U.S. jobs grew 164,000 in April and unemployment fell to 3.9%. Cash online sales rose to 4,889 bales on The Seam, of which grower sales were 2,387 bales.
Cotton futures ticked slightly lower in quiet early dealings Friday, with July positioned for a small loss for the week.
July hovered down 31 points to 84.19 cents, trading within a 68-point range from 84.70 to 84.02 cents on a contract volume of 2,572 lots. It closed at 84.51 cents last Friday. December dipped 17 points to 79.42 cents, trading within a tiny 31-point range between 79.30 cents and 79.61 cents on a turnover of 836 lots.
In ICE cotton futures Thursday, July closed on a small loss, failing to hold above 85 cents on its second straight probe just above that to the highest price since the April 23 reversal down from 85.39 cents, now key resistance.

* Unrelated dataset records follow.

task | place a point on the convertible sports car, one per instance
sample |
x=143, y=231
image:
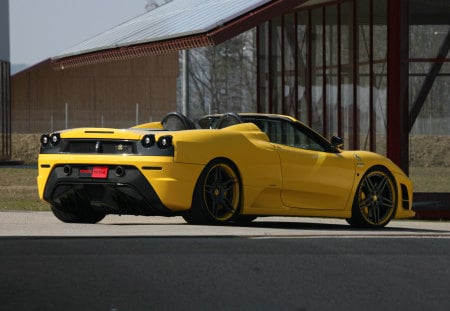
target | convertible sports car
x=228, y=168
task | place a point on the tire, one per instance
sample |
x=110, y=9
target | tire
x=84, y=215
x=217, y=195
x=375, y=200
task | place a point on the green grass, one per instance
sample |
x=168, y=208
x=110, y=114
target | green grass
x=18, y=188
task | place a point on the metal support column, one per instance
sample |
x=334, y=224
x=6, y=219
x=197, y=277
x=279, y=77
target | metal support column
x=397, y=101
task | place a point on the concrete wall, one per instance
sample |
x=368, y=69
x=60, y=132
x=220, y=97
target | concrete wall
x=112, y=94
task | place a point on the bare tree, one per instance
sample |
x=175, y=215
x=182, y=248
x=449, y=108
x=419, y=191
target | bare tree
x=223, y=78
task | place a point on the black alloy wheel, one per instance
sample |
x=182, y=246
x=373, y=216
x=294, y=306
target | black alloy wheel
x=375, y=200
x=217, y=195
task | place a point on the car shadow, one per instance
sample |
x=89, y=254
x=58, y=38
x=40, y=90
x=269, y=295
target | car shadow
x=295, y=225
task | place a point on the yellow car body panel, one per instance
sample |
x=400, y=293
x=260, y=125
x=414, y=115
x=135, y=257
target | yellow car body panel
x=276, y=179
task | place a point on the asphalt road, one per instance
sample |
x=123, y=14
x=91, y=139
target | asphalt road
x=274, y=264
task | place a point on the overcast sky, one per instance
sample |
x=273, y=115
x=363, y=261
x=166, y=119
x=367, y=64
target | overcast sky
x=40, y=29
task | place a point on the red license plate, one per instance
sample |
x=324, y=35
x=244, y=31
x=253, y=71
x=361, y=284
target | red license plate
x=100, y=172
x=94, y=172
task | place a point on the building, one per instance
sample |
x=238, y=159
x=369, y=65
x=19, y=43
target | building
x=375, y=72
x=5, y=100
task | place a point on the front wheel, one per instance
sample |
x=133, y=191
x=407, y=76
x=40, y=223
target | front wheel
x=217, y=195
x=375, y=200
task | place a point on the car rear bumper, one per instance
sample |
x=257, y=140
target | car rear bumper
x=123, y=190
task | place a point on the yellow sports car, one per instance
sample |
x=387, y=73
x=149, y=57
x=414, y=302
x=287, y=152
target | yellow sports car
x=228, y=168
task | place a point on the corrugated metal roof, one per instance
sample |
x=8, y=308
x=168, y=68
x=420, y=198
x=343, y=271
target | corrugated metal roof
x=178, y=18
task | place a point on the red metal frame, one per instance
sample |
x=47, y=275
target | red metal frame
x=397, y=84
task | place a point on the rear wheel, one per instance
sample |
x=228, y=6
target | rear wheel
x=217, y=195
x=83, y=215
x=375, y=200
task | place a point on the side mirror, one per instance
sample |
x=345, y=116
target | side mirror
x=336, y=143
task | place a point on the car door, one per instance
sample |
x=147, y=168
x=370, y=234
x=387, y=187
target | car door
x=313, y=177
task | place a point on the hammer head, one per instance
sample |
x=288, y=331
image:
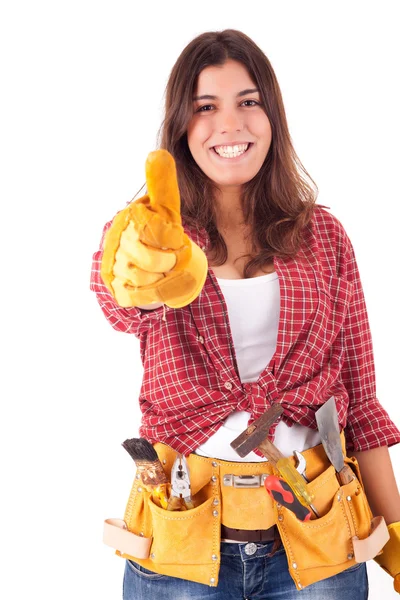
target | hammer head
x=256, y=433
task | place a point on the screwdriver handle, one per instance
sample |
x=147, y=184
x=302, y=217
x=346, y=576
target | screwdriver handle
x=283, y=494
x=295, y=480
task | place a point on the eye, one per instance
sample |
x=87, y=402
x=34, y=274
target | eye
x=254, y=102
x=204, y=108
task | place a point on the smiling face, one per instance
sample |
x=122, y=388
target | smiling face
x=229, y=134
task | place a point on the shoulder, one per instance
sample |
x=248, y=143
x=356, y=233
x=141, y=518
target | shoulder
x=328, y=228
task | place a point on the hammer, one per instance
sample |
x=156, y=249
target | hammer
x=256, y=436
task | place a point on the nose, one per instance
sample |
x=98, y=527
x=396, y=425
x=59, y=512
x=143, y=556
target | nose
x=229, y=120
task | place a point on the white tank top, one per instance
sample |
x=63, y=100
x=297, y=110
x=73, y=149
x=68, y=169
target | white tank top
x=253, y=309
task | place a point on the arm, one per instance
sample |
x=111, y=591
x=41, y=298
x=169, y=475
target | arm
x=379, y=483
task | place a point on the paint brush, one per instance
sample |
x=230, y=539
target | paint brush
x=149, y=466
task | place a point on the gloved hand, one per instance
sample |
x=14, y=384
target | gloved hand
x=147, y=257
x=389, y=559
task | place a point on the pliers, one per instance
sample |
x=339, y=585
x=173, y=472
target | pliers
x=180, y=485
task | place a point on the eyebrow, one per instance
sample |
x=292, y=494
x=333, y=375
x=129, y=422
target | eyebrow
x=242, y=93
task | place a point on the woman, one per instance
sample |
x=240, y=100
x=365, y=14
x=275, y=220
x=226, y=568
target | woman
x=276, y=314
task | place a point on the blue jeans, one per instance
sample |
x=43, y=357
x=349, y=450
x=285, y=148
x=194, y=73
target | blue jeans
x=245, y=576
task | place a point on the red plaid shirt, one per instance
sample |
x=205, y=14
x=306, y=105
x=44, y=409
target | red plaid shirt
x=191, y=381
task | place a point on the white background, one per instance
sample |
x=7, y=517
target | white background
x=82, y=91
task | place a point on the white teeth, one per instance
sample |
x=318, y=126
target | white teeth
x=231, y=151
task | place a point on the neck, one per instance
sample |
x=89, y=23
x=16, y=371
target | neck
x=229, y=210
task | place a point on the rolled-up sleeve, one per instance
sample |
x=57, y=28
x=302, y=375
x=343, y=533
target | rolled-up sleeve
x=368, y=424
x=127, y=320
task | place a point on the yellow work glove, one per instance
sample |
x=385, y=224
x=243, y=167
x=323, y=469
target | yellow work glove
x=389, y=559
x=147, y=257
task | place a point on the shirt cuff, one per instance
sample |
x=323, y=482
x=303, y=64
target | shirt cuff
x=369, y=426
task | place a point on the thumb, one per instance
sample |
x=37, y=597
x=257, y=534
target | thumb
x=162, y=183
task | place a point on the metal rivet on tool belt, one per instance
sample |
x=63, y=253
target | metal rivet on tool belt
x=250, y=549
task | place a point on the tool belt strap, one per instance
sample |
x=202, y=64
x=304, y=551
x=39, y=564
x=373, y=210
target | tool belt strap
x=116, y=535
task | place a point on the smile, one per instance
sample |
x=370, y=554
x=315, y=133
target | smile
x=231, y=152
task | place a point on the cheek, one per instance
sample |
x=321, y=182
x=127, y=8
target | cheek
x=198, y=133
x=262, y=128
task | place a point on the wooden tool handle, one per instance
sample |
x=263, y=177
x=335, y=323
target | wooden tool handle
x=270, y=451
x=346, y=475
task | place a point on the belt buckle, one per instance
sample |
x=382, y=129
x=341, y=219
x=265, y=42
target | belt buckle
x=245, y=481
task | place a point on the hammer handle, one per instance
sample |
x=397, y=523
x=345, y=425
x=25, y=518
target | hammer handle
x=270, y=451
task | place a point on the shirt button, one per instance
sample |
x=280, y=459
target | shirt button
x=250, y=549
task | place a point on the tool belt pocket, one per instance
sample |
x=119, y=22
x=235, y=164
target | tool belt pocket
x=181, y=543
x=324, y=546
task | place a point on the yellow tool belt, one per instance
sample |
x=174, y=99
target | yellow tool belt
x=186, y=544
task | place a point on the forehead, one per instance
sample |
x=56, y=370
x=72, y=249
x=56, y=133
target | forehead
x=232, y=76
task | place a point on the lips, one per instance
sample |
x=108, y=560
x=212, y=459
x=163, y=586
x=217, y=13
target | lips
x=231, y=158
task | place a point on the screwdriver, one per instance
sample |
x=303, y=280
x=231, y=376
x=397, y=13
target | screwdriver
x=282, y=493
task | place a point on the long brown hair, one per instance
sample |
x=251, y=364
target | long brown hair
x=278, y=202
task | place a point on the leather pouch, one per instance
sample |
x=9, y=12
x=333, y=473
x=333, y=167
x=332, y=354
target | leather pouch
x=344, y=534
x=184, y=544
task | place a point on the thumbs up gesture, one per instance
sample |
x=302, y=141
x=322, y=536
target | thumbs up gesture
x=147, y=256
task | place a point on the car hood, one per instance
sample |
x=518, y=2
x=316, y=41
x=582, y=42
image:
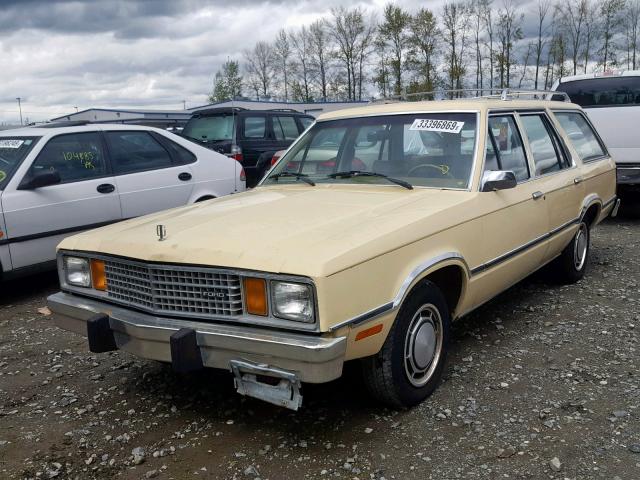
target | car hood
x=302, y=230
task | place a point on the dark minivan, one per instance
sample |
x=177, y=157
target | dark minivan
x=249, y=136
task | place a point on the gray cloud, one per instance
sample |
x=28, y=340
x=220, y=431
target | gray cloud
x=57, y=55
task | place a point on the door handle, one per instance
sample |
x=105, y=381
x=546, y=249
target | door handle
x=537, y=195
x=106, y=188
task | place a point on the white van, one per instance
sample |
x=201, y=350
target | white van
x=612, y=102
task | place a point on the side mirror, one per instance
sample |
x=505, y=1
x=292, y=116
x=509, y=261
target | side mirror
x=41, y=179
x=498, y=180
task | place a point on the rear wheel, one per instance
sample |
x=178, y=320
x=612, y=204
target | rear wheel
x=409, y=366
x=571, y=265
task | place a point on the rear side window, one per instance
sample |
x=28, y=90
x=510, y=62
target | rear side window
x=603, y=92
x=506, y=151
x=213, y=128
x=306, y=122
x=136, y=152
x=255, y=127
x=545, y=148
x=285, y=128
x=581, y=135
x=75, y=156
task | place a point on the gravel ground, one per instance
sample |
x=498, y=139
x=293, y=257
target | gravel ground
x=542, y=382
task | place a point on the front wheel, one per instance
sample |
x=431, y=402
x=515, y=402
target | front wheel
x=572, y=262
x=409, y=366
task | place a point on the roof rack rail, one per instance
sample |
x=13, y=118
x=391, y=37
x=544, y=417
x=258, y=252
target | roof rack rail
x=475, y=93
x=65, y=123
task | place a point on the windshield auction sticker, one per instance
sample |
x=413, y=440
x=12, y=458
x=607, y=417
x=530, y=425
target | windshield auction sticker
x=431, y=125
x=11, y=143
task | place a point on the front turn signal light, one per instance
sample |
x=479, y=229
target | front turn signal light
x=255, y=292
x=98, y=276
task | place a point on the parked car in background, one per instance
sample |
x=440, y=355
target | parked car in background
x=376, y=229
x=58, y=180
x=249, y=136
x=612, y=102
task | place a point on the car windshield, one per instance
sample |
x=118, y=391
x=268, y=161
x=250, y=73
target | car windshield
x=427, y=149
x=13, y=151
x=213, y=128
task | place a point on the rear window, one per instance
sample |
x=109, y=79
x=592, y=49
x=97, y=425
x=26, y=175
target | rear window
x=210, y=129
x=255, y=127
x=581, y=135
x=603, y=91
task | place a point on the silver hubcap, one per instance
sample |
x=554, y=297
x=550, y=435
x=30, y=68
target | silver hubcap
x=423, y=345
x=581, y=244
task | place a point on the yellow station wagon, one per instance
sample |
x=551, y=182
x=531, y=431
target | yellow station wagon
x=378, y=227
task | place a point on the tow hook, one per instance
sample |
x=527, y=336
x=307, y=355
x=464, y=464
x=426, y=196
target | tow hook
x=284, y=393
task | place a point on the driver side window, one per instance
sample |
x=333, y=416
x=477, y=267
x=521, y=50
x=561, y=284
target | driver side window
x=75, y=156
x=504, y=148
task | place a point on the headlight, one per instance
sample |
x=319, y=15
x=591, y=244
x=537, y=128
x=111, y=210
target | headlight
x=77, y=271
x=292, y=301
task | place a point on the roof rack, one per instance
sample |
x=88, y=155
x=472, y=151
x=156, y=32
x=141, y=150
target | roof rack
x=474, y=93
x=64, y=123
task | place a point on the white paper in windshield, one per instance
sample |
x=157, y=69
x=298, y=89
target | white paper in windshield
x=432, y=125
x=11, y=143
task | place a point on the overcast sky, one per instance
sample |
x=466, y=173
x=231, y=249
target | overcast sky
x=58, y=55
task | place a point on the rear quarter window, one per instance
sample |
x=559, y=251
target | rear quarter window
x=581, y=135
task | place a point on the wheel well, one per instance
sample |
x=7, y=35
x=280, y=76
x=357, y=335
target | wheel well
x=449, y=280
x=591, y=215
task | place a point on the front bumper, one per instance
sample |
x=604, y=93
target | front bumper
x=313, y=359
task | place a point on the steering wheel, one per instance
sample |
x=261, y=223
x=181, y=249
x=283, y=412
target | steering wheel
x=443, y=169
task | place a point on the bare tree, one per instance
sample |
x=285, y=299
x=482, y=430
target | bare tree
x=479, y=9
x=572, y=15
x=509, y=31
x=363, y=50
x=456, y=20
x=543, y=10
x=281, y=57
x=347, y=27
x=260, y=67
x=631, y=24
x=320, y=49
x=525, y=63
x=610, y=24
x=302, y=51
x=423, y=53
x=490, y=29
x=591, y=26
x=394, y=32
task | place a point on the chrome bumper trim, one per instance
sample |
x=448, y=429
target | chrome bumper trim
x=315, y=359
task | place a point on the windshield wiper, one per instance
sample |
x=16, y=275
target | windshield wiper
x=361, y=173
x=299, y=176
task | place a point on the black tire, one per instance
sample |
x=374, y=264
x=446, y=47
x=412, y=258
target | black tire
x=571, y=265
x=387, y=374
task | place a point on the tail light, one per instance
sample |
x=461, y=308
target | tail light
x=276, y=157
x=236, y=153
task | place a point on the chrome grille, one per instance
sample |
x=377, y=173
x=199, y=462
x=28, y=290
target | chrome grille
x=183, y=291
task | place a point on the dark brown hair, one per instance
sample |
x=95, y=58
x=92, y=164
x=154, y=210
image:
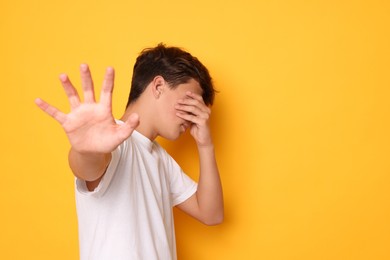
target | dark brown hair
x=175, y=65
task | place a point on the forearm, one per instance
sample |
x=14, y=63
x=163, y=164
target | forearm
x=209, y=193
x=88, y=166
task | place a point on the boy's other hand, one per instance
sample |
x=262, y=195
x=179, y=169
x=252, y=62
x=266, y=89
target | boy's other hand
x=193, y=109
x=90, y=126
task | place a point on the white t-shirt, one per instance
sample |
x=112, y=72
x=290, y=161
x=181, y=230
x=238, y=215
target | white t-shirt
x=129, y=215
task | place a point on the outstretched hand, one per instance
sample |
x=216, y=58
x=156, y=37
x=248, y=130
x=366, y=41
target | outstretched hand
x=90, y=126
x=193, y=109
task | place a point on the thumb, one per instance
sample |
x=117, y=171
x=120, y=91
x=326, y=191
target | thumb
x=126, y=129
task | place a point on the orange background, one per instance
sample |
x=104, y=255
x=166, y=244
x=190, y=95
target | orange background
x=301, y=122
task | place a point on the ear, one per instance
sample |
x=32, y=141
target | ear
x=158, y=86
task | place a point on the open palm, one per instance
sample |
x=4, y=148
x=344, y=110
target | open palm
x=90, y=126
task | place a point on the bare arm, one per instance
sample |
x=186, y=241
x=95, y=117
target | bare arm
x=90, y=126
x=206, y=204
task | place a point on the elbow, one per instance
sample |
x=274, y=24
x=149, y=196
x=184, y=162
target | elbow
x=214, y=220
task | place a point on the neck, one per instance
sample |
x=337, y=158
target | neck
x=145, y=127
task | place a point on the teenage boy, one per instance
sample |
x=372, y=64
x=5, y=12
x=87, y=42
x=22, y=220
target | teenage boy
x=126, y=183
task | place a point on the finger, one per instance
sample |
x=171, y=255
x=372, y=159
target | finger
x=191, y=109
x=87, y=84
x=70, y=91
x=192, y=118
x=126, y=129
x=108, y=86
x=197, y=102
x=195, y=96
x=51, y=111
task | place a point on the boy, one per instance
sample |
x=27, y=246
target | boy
x=126, y=184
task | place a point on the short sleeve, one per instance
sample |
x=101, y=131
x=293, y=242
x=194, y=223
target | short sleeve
x=181, y=185
x=81, y=186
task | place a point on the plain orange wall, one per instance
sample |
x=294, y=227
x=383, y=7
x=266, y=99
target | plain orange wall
x=301, y=122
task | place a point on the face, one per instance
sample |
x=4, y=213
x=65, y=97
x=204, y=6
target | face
x=170, y=125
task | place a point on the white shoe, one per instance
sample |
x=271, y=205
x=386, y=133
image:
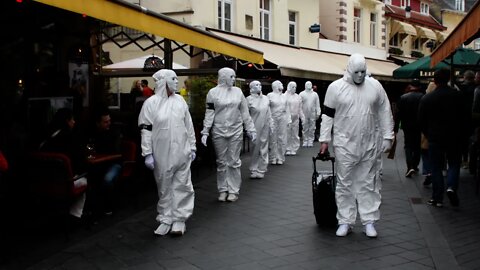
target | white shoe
x=162, y=229
x=370, y=230
x=222, y=197
x=178, y=228
x=232, y=197
x=343, y=230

The inverted July-December spread traded from 546 to 454 points and narrowed 34 points to settle at a 491-point July premium on a volume of 3,607 lots. December-March traded from an inverted 46 to 59 points and widened three points to close on a 50-point December premium on 722 lots.
Cash online sales rose to 4,889 bales from 4,728 bales on The Seam. Prices increased to an average of 69.85 cents from 65.35 cents, reflecting gains to 20.34 cents from 17.37 cents in premiums over loan rates. Offerings were 102,254 bales.
Grower-to-business sales of 2,387 bales and business-to-business sales of 2,502 bales brought prices averaging 71.17 and 68.60 cents per pound, respectively. The grower sales included 395 bales from the Mid-South and 1,992 bales from the Southwest that sold for averages of 84.73 cents and 68.48 cents per pound, respectively. All business sales were from the Southwest. Staples 35 or more accounted for 91% of the G2B sales and 2,111 bales or 84% of the B2B sales.
The Cotlook A Index of world values gained 25 points to 93.50 cents, widening the premium over the July futures settlement the previous day by five points to 8.82 cents.
In the news, the U.S. economy steadily created jobs in April while the jobless rate fell to the lowest level since late 2000, suggesting available workers are becoming scarcer in a tightening labor market, Dow Jones Newswires reported.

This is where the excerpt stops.